Hi,
I want to change the circuit of my load resistor to this:
In my opinion it would be possible to measure normal and bridged amps in this way, correct?
That circuit makes the outputs ride at 1/2 the actual amp output voltage, so can only increases the headroom by 6dB.
Perhaps use high power load resistor, but two indepedent identical low power resistive dividers to ground to bring the output voltages down by a factor of 10 or so. However that means there are ground currents from the dividers that have to return to the amplifier ground somehow. So 8 or 4 ohm dummy load, and say 0.1% 8k2 : 910R dividers to drop by 20.0dB (those would dissipate around 1W each with 100Vrms in, with ground currents around 10mA with negligible Johnson noise)

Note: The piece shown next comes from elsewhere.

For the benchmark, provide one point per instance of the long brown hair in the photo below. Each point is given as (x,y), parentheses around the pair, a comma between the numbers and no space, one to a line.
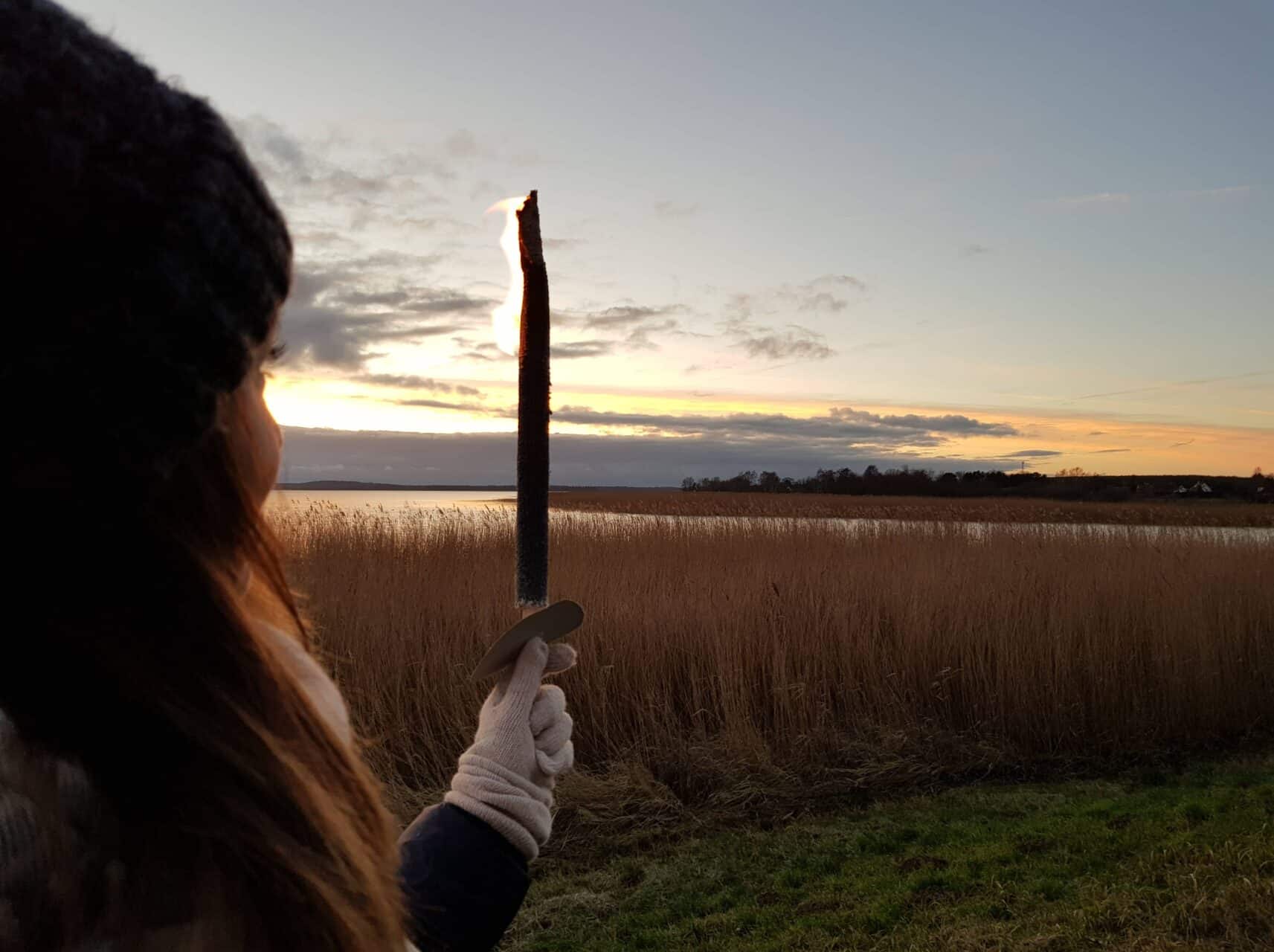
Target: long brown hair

I just built an attenuator like this, but I get too much hum with a resistor of 1000 ohms.
Thats with shortened input cable of the QA403:
And I get this with a resistance of 1000 ohms:
Are all your leads shielded? I get nothing like that with 6k8 resistor and short cables, either single-ended or differential.
What about using a 10x oscilloscope probe to the QA40x input?
As far as I know an oscilloscope probe needs an input impedance of 1M. The QA403 has an input impedance of appr 100k, I don‘t believe that it works.